逃げろ、逃げろ!
必死に足を引けば足元の屑篭を蹴ってしまい、一層音を立てる。
転びそうになって、慌てて台所に手を掛けたらそのまま均衡を崩した。
思うように足も手も動かない。
急いで体を起こして、客席へと抜ける戸を押した。
外光が消えてあの男が店の中に入ったことは解ったが、それ以上を理解する事は出来なかった。
早く開いてくれ、どうやったら此処の鍵が開くんだ。
三成は表通りに面しているドアを開けようとした。
だがドアを閉ざしているのは簡素な錠の筈なのに、上手くあける事が出来ない。
逃げる事で頭が一杯で手元が覚束無い。
「…何処に行く気なんだ?」
厨房側から、ぞっとする程低い声で、あの男は言った。
コツコツと男の足音が近づく。
三成は間合いが無くなると、ドアを開けるの諦めて客席の奥に逃げた。
背丈も体もある男だ、間合いを詰められたら終わりである。
「…俺に触れるなっ…!」
「……貴方が悪いんですよ」
途端、左近は三成への間合いを詰めて腕を掴もうとする。
三成は其れを見切って、体を捌いた。
よし、逃げれる!
勢いづいて三成が走り出そうとした瞬間だった。
左近は受け流された右腕を其の侭に、左に一度回った。
そして左足で駆け出そうとしている三成の足を攫った。
「…逃げられると思うなよ」
足を掛けられ、転んでしまった三成に左近は呟きながら胸倉を掴んで引き上げる。
駄目だ、敵わない。
胸を掴んで引き上げた力が、尋常ではなかった。
三成は観念して、歯を食い縛り抗う事をやめた。
最後の最後にまで無様に悪足掻くのは、助けてくれと縋るのは。
俺の理念に反する。
殴られるのか、蹴られるのか。
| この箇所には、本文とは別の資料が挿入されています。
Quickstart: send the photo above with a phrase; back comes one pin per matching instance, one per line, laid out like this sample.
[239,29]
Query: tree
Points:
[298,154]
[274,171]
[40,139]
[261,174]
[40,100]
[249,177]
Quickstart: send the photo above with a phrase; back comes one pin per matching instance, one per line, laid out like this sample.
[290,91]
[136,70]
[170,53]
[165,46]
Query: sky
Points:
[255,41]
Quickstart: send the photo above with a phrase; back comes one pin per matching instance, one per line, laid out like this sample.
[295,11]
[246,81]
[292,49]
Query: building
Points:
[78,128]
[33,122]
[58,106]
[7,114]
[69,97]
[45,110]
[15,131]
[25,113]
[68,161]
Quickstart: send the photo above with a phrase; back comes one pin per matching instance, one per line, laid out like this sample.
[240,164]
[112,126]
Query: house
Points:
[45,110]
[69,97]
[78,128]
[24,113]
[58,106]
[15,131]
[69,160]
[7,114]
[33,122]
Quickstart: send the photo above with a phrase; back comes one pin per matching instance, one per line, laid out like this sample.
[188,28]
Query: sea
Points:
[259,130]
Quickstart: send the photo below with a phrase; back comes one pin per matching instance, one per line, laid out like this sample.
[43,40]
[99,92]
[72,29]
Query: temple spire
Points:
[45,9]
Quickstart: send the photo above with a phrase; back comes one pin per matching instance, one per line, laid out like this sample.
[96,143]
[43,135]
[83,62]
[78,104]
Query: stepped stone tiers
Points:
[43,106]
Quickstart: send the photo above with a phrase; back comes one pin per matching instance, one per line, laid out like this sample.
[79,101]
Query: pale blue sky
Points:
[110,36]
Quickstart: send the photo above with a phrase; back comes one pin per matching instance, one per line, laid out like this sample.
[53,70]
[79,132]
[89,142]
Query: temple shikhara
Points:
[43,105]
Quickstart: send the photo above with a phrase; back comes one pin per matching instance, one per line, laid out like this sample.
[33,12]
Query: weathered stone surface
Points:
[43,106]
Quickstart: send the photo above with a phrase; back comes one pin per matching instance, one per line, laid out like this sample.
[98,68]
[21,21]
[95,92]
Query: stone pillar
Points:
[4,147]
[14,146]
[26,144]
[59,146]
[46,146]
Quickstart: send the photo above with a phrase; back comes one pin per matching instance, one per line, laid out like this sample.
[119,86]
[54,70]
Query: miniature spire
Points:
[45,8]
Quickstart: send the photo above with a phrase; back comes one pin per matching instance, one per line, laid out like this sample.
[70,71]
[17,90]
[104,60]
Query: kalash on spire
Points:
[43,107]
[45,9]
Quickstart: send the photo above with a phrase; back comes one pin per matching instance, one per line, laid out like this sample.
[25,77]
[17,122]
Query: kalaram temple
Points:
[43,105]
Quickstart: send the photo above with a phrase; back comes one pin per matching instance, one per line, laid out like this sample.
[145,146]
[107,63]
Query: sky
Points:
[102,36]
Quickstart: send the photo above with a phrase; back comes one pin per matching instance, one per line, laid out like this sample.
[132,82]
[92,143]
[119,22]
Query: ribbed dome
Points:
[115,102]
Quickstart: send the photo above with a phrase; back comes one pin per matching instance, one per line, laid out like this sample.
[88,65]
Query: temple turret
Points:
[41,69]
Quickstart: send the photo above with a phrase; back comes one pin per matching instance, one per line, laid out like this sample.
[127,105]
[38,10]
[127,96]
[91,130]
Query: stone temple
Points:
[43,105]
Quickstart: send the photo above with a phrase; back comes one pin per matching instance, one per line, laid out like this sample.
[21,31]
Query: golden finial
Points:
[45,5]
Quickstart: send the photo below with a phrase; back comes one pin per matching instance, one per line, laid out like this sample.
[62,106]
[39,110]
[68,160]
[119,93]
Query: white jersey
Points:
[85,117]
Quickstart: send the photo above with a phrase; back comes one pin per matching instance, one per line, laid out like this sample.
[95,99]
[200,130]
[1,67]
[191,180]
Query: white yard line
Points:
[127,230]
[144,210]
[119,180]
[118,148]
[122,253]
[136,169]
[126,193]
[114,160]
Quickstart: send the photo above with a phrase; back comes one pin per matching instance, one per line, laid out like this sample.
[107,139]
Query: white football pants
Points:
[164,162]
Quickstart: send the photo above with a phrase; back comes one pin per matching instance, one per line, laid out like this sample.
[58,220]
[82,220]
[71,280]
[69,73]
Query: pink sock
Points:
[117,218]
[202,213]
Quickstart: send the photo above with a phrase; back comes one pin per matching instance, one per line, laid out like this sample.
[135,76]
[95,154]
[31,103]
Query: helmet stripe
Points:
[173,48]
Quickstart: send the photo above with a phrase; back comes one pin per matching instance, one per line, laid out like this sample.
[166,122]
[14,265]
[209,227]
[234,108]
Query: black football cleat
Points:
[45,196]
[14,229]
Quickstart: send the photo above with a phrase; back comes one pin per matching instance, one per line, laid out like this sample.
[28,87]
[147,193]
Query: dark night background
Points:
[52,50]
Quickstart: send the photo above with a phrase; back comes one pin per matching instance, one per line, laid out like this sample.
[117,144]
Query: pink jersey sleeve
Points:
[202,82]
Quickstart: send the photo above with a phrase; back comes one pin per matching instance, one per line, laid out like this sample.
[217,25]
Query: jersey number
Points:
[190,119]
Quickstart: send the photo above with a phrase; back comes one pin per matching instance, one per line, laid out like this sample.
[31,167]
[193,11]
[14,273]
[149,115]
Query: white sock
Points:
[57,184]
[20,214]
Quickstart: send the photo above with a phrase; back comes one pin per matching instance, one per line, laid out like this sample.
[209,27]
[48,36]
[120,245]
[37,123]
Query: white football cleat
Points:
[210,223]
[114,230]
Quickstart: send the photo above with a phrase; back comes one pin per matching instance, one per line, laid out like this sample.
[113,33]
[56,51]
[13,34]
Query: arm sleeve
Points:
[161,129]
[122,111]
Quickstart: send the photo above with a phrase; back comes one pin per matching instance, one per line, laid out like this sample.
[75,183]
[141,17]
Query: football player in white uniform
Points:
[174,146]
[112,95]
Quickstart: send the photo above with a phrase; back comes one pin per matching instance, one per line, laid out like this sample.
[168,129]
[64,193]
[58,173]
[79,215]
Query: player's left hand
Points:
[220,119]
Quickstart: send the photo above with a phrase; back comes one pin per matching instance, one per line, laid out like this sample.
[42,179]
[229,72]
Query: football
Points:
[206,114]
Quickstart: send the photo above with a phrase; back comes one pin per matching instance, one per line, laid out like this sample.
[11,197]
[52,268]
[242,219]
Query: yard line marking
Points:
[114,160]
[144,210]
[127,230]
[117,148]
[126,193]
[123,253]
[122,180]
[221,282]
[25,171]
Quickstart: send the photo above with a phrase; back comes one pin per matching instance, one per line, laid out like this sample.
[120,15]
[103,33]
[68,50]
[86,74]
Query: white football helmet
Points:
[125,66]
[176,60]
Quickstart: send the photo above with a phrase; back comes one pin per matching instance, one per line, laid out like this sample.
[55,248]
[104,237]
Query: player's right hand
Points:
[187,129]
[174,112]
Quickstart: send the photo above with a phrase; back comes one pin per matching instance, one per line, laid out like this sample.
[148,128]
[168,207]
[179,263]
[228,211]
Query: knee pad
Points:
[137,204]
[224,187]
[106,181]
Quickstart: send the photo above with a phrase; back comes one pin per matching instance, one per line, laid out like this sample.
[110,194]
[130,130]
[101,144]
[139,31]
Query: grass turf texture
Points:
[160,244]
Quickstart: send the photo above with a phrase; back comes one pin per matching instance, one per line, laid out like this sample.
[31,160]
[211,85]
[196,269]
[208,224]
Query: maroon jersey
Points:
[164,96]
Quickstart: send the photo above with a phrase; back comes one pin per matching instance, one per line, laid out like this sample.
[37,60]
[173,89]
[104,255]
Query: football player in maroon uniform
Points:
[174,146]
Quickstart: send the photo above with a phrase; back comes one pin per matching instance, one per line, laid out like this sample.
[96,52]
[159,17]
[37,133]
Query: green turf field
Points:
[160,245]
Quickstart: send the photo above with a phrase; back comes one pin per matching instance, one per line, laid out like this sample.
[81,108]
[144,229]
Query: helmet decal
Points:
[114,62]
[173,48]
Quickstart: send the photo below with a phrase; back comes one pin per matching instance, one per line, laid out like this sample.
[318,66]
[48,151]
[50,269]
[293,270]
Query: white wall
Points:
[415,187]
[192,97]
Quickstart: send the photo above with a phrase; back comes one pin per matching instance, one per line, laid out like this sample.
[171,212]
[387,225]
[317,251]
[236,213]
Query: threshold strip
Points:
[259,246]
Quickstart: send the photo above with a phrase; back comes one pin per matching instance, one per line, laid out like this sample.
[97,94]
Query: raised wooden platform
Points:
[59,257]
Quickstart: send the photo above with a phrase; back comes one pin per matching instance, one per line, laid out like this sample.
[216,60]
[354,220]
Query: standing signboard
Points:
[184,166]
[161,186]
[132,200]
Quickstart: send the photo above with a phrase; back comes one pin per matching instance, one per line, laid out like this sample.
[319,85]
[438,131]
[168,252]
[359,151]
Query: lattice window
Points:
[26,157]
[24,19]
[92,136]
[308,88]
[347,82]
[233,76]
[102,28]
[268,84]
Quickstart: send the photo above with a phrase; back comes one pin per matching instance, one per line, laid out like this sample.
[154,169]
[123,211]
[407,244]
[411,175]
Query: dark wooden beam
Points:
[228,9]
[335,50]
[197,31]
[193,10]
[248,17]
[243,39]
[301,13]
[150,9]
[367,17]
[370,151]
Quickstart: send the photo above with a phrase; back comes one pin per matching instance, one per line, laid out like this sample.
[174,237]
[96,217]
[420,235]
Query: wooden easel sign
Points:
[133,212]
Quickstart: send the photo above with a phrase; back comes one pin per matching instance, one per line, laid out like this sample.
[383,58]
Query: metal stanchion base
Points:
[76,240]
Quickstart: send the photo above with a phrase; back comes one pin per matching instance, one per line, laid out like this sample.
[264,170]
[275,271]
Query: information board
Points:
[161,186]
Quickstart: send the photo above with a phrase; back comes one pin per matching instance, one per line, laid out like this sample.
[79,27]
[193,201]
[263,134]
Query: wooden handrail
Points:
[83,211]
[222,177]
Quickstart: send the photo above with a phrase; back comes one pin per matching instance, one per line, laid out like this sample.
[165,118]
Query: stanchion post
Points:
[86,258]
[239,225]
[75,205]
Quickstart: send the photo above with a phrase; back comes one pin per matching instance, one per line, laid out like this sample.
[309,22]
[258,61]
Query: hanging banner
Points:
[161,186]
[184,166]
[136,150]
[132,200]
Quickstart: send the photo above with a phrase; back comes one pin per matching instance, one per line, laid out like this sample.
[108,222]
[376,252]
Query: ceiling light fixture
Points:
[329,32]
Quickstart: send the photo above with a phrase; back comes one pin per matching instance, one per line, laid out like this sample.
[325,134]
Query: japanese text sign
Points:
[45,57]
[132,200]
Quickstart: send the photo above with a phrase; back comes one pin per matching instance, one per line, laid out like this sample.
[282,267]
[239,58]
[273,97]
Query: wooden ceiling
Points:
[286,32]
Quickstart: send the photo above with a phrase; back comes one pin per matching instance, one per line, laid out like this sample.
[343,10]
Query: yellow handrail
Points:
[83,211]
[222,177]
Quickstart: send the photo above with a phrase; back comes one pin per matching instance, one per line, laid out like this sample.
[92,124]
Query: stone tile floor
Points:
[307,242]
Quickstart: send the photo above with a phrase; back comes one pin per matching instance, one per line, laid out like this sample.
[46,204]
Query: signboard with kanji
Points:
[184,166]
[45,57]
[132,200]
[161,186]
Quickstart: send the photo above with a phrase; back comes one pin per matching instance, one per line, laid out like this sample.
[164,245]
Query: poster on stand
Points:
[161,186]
最低骨でも折られるのか。
想定できる範囲内で、これから起こり得る痛みに堪えようと思った。
「…舌でも抜くが良い」
睨み付けた刹那。
地から足が浮いて、口を塞がれた。
胸倉を掴んでいた手は背に回り、片腕が襟足を掴むように固定される。
顔が驚くほどに近い、目睫に鋭い傷跡が見える。
俺は、俺は。
それは到底想定出来なかった。
「んっ…!!?……っ」
口を吸われている?
左近は三成が状況を理解した具合に、腕の束縛を緩め床に落とした。
三成はへたり込み大きく目を見開くと、体中から得体の知れぬ汗を流していた。
「………今日のことを他言するようなら…覚悟をしておくんだな…」
足音が遠のいて、勝手口が開く音がした。
三成は起きた事が理解できるにつれ、頭に爪を立てて掻き毟る。
こんなこと、有っていいものか。
こんなこと、有っていいものかっ!
男に口を奪われたなどと、辱められそうになったなどと。
有ってはならない何よりの恥辱。